Some of the commitments made in Glasgow could directly impact our daily lives. And while nations consider their willingness to commit to “net zero-emissions,” it takes a collective effort to protect the planet, and we can all be thinking about ways to reduce our carbon footprint. Settings of the United Church of Christ (UCC) are already doing just that.
This past year, the UCC Board decided to sell the UCC national office’s current nine-story building in Cleveland, home to the national UCC ministries for over 30 years, and move to the modern AECOM building a few blocks away, consolidating all of the ministries entirely to one floor. In the U.S., residential and commercial buildings account for 40 percent of energy consumption. Therefore, this move will significantly help reduce the national office’s carbon emissions.
Moreover, the national staff will continue a remote or hybrid work model, further reducing carbon emissions through reduced travel and lower utility costs for lighting, heating and AC. The U.S. Environmental Protection Agency estimates that by working remotely, workers in the U.S. can avoid emitting 3.5 million tons of greenhouse gasses every year.
At the 33rd General Synod in July, the Cornerstone Fund, a financial ministry of the UCC that provides low-cost financing and investment options to UCC churches, announced the Creation Care Loan Program. This program – funded by the National setting, the Wisconsin Conference and the Council for Health & Human Service Ministries – is specifically dedicated to environmental justice efforts and allows Cornerstone to offer lower subsidized loan rates to UCC affiliates. The program is already in effect, allowing, for example, Christ UCC Church in Dupo, Illinois, to install solar panels via a $79,000 loan. Christ UCC joins hundreds of other UCC churches that have installed solar panels at their churches, dramatically reducing their carbon footprint.
Across the country, many UCC churches have taken steps to become more energy-efficient and zero-carbon churches.
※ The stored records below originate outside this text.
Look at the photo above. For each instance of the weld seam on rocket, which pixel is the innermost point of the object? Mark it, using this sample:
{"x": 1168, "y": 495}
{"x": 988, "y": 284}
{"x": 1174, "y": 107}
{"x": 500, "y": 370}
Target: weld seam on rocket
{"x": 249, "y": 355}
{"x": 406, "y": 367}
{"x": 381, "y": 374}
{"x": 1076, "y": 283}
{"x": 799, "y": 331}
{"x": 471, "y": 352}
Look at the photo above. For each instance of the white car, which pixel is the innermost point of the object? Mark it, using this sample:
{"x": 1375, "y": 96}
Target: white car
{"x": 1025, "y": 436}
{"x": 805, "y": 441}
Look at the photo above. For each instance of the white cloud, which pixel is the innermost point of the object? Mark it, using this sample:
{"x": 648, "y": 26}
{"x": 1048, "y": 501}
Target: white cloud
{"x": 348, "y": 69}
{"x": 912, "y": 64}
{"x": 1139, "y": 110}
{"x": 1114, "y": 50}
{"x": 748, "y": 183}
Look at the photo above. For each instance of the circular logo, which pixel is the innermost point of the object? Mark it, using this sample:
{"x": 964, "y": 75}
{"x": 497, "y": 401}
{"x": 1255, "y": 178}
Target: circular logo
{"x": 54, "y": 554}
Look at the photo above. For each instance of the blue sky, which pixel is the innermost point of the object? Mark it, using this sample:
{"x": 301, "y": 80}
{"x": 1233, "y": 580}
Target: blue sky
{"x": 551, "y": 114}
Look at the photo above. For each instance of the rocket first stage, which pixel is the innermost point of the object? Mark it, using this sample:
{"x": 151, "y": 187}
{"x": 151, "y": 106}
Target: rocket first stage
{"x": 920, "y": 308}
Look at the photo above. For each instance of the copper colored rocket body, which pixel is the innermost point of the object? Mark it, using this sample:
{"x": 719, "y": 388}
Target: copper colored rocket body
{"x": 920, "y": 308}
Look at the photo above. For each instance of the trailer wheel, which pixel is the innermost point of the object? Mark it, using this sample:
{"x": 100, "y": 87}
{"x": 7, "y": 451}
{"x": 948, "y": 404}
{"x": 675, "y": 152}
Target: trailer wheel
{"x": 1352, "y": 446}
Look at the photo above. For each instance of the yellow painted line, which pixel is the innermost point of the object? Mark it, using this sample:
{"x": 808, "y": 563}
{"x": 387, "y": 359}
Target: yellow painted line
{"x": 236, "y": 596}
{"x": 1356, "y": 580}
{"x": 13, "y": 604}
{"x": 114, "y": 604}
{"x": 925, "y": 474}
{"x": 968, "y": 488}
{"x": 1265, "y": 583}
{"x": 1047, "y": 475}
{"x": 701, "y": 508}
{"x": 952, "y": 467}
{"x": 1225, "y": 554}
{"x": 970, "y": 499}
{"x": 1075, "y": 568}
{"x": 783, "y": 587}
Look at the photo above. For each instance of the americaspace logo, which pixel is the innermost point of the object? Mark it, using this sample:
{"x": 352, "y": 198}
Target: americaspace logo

Many have joined the Cool Congregations program and are preventing global warming by switching to renewable energy, upgrading the insulation systems and using energy-efficient light bulbs.
Several United Church Funds (UCF) clients have also taken concrete actions related to climate justice:
As a faith-based and values-aligned investor, UCF is proud to continue our mission of managing our clients’ investments in environmentally responsible ways and actively collaborating with our clients and partners to help achieve climate justice.
UCF is proud of our efforts and legacy of bringing climate-saving solutions to the marketplace and our investors. Yet we also recognize that so much more needs to be done. We want to see more corporations across the globe take concrete action to protect our planet. Therefore, we will continue to engage and collaborate with our partners and investors to create positive and lasting change for our planet and protect Creation.